Her lips curved wryly. “So idealistic for a rake. Really, you do spoil my prior understanding of what the word entailed.”

“This is my social face,” he said lightly. “Don’t confuse it with the animal beneath.”

She looked at him searchingly for a moment before nodding as if coming to a conclusion. “I’m hardly likely to do that considering how I first found you.”

He smiled to cover a twinge of disappointment.

“But if you’re so idealistic, my lord,” she said, “about the connubial state, then why aren’t you happily married with a score or more of offspring?”

“I’m idealistic about love, my lady, not marriage. To be tied to one lady for the rest of my life, surrounded by small, grubby urchins?” He shuddered in mock horror. “No, I shall gladly cede the matrimonial state and all its attendant duties to my brother.”

“And if you do one day find yourself in love?” she asked softly. “What then, my lord?”

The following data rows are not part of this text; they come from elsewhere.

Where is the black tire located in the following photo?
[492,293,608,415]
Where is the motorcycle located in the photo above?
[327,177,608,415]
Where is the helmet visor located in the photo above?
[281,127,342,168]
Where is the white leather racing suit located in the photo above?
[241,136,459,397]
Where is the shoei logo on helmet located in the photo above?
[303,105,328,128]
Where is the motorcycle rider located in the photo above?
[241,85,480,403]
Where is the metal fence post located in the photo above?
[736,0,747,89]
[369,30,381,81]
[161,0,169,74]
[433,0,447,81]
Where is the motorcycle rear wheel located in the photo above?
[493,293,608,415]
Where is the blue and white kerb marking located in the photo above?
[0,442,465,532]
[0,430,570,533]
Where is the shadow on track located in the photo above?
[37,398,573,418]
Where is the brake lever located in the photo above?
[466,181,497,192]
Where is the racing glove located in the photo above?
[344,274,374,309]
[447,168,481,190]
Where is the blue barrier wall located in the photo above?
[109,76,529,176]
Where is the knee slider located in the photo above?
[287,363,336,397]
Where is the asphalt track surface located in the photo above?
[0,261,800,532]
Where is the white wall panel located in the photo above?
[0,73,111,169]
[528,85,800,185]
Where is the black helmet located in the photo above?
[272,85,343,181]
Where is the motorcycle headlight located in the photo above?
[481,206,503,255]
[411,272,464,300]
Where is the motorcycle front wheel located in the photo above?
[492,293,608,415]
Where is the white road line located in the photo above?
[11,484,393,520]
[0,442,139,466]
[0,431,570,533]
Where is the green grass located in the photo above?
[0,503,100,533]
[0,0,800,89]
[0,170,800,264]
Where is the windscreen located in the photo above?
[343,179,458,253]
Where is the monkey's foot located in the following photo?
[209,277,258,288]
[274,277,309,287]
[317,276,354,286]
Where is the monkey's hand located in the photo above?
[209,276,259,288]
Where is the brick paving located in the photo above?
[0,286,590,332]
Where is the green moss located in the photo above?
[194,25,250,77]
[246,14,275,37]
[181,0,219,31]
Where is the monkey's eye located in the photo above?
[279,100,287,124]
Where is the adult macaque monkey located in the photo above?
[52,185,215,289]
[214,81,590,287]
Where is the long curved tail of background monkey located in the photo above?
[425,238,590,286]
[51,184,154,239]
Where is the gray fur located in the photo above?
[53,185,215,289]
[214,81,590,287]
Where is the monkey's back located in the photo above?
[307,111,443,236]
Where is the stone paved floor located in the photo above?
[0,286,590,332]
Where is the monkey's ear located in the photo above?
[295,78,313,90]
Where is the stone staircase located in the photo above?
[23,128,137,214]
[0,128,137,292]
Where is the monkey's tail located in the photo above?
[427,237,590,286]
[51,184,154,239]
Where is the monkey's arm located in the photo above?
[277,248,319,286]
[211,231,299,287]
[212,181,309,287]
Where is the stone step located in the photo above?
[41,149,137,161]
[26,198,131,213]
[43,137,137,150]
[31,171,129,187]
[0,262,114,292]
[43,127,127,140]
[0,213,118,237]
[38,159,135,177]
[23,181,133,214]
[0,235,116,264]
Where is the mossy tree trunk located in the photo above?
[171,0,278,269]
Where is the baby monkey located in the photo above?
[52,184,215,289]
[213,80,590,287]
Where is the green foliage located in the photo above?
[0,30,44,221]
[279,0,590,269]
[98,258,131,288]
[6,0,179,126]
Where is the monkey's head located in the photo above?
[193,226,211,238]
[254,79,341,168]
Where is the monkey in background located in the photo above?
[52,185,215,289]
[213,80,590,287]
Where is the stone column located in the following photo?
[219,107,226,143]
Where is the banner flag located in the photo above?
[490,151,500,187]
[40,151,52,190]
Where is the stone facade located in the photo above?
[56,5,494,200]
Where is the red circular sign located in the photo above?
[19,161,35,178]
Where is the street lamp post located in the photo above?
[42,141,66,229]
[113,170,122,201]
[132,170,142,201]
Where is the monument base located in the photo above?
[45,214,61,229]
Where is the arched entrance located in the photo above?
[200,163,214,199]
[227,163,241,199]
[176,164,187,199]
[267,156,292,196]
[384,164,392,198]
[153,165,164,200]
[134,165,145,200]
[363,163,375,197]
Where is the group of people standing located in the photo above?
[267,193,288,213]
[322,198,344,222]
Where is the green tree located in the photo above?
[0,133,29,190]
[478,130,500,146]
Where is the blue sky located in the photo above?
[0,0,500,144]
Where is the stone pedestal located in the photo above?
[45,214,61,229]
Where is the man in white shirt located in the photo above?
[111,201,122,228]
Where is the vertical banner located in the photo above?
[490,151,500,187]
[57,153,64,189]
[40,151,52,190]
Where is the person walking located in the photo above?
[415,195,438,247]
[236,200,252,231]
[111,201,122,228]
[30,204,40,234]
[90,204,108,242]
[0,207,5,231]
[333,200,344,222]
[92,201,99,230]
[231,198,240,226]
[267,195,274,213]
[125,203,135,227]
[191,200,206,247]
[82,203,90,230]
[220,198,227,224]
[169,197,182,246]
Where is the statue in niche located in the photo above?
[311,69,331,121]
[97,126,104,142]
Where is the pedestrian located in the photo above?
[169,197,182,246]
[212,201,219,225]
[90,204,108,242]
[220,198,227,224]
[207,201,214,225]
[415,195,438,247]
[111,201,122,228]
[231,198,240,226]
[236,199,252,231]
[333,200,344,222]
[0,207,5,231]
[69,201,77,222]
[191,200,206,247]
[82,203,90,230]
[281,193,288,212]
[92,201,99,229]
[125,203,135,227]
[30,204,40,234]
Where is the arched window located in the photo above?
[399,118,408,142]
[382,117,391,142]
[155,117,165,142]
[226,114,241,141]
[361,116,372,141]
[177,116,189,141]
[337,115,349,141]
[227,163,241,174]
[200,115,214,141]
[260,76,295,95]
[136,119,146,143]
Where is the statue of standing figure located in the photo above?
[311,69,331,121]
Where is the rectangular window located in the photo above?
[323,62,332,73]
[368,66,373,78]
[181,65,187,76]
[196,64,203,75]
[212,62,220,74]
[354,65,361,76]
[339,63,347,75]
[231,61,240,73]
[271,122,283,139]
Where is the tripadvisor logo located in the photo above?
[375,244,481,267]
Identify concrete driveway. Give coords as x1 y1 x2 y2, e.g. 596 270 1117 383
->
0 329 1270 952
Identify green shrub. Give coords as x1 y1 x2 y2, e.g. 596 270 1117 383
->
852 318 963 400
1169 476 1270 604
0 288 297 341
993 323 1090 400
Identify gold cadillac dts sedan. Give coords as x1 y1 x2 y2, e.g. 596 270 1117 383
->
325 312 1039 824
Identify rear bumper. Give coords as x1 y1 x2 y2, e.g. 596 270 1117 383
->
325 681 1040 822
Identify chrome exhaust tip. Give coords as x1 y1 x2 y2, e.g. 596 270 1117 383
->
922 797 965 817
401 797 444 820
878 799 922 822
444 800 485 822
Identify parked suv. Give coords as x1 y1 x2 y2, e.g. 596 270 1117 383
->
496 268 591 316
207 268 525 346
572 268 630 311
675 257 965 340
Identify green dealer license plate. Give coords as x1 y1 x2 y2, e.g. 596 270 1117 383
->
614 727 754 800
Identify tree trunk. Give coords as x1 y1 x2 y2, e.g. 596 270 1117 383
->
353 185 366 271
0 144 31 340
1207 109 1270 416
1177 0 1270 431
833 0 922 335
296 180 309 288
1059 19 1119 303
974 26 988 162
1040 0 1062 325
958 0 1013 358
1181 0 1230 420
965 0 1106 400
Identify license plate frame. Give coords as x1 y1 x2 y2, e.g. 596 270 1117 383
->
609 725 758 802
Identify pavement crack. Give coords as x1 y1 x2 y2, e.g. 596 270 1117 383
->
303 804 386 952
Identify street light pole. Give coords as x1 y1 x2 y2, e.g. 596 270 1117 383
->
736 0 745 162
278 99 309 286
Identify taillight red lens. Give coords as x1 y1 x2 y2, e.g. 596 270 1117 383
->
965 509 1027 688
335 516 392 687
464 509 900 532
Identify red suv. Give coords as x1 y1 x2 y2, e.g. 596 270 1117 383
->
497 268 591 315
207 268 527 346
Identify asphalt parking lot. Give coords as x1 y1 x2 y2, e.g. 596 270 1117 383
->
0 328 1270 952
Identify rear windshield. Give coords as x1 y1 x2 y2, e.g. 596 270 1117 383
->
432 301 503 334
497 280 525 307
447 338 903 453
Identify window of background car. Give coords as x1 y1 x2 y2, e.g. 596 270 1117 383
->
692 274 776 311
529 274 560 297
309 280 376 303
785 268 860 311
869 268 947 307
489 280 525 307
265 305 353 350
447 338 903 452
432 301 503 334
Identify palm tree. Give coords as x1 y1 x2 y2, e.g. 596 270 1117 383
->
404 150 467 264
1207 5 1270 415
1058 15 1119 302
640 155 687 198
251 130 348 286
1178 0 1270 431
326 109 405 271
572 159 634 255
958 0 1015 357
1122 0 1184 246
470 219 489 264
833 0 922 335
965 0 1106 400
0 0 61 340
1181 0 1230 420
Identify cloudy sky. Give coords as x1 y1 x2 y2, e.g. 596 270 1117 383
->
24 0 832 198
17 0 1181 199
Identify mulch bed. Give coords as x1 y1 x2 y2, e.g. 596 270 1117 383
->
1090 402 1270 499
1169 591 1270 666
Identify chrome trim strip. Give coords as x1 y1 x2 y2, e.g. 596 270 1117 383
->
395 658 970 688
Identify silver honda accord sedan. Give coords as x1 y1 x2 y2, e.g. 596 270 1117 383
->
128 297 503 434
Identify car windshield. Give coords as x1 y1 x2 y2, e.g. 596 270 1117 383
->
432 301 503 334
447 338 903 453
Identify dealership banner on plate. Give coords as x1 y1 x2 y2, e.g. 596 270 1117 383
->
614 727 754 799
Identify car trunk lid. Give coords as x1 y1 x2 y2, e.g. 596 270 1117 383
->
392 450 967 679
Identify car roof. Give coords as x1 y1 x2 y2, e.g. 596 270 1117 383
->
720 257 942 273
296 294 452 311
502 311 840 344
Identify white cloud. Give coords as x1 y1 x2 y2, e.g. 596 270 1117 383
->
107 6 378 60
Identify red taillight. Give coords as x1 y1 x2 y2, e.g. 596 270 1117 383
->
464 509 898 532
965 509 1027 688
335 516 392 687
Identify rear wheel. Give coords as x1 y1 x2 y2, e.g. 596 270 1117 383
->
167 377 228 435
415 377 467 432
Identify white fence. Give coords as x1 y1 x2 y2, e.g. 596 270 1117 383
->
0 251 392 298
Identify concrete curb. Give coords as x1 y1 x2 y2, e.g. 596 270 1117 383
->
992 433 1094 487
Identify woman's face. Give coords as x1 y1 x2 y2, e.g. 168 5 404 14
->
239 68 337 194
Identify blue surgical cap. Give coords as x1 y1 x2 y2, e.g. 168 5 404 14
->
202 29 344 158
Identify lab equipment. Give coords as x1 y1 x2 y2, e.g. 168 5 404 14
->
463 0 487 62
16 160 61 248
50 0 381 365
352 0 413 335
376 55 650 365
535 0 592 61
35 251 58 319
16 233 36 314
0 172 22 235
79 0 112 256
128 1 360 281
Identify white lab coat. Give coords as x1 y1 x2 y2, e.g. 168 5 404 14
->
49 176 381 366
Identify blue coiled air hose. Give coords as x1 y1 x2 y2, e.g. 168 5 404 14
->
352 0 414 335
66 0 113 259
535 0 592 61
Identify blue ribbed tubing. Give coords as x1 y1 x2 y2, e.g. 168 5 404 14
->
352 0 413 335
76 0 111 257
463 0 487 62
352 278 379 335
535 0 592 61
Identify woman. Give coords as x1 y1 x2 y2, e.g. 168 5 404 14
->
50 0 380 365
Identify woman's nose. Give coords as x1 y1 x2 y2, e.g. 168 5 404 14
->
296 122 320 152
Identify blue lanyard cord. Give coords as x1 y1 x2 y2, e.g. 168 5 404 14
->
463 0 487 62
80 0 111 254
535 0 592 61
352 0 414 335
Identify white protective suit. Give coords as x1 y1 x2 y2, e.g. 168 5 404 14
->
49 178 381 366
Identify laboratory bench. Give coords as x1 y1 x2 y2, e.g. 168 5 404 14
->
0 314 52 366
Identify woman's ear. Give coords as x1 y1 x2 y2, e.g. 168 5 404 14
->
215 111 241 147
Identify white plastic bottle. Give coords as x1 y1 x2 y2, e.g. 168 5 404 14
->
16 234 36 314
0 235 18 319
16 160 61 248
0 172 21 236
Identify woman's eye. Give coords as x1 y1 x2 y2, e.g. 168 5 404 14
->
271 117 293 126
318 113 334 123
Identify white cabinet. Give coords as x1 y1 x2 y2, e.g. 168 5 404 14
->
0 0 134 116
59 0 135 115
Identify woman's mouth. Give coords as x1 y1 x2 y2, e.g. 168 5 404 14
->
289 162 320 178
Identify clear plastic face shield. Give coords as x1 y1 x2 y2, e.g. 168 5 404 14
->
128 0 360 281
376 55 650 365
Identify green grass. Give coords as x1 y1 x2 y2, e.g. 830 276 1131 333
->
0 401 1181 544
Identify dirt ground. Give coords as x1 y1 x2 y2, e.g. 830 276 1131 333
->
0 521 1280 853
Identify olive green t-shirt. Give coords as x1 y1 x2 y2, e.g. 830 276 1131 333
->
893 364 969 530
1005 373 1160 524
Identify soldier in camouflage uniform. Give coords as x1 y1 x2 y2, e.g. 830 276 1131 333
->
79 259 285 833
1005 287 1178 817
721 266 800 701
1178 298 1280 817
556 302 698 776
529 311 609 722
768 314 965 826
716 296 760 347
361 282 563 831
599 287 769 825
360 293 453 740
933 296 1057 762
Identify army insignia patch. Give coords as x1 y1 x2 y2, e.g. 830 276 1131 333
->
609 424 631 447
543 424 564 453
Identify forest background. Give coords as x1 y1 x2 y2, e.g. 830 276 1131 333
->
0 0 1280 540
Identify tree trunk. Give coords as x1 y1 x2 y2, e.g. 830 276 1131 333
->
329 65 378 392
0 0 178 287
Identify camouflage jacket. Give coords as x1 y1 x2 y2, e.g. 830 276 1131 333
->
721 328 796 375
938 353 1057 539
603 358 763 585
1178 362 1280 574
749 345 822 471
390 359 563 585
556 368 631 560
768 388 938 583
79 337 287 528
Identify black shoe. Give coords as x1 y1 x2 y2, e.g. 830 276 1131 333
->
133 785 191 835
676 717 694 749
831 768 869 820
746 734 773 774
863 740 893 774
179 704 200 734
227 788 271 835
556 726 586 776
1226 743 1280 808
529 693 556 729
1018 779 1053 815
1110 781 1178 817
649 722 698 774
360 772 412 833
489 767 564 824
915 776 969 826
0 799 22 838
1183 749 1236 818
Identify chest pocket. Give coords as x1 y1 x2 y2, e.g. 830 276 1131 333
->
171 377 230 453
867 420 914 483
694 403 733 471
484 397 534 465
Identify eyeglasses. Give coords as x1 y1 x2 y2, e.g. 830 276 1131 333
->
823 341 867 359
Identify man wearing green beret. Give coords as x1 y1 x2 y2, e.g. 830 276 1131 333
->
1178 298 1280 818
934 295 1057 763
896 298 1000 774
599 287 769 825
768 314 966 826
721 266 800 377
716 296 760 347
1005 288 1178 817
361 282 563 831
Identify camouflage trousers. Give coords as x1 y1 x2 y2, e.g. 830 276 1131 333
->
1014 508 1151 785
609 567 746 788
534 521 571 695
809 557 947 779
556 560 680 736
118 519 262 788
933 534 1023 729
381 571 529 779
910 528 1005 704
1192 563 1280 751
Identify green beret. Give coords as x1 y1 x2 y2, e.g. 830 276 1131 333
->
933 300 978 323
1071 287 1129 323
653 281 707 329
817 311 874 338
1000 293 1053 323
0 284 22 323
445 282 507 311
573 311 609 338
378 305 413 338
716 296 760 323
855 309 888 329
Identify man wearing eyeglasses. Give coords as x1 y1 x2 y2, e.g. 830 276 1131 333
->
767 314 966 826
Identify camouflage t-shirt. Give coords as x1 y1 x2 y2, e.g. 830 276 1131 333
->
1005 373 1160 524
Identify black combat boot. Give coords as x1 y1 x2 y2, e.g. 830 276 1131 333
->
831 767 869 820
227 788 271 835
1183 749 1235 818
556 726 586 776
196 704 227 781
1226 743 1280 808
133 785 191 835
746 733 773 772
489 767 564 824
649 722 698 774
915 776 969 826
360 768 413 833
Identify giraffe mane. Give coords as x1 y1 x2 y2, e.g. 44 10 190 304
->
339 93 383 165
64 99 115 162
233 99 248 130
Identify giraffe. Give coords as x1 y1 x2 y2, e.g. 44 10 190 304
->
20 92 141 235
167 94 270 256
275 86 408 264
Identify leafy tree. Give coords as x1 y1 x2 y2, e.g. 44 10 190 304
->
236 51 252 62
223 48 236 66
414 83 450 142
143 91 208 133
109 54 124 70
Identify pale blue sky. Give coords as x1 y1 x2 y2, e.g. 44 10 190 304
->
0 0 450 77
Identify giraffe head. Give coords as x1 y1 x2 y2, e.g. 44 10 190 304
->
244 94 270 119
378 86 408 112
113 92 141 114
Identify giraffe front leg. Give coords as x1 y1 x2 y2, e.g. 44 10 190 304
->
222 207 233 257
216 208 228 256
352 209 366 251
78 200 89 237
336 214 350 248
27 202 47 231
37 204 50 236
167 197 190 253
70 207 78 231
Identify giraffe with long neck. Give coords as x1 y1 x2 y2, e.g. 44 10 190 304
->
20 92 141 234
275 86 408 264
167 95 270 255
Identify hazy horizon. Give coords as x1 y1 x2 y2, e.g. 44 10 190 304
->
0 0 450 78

“Why, then, all shall be lost, my lady. A rake’s life crumbled to ruins, a splendid specimen of the bachelor state brought low by the bonds of matrimony and a delicate hand. But”—he lifted an admonishing finger—“that is, as you yourself have pointed out, very, very unlikely. My one true love may be a lady living in farthest China. She might be a crone of ninety or a babe of two. I may never meet her in this lifetime, and I thank God in advance for that fact.”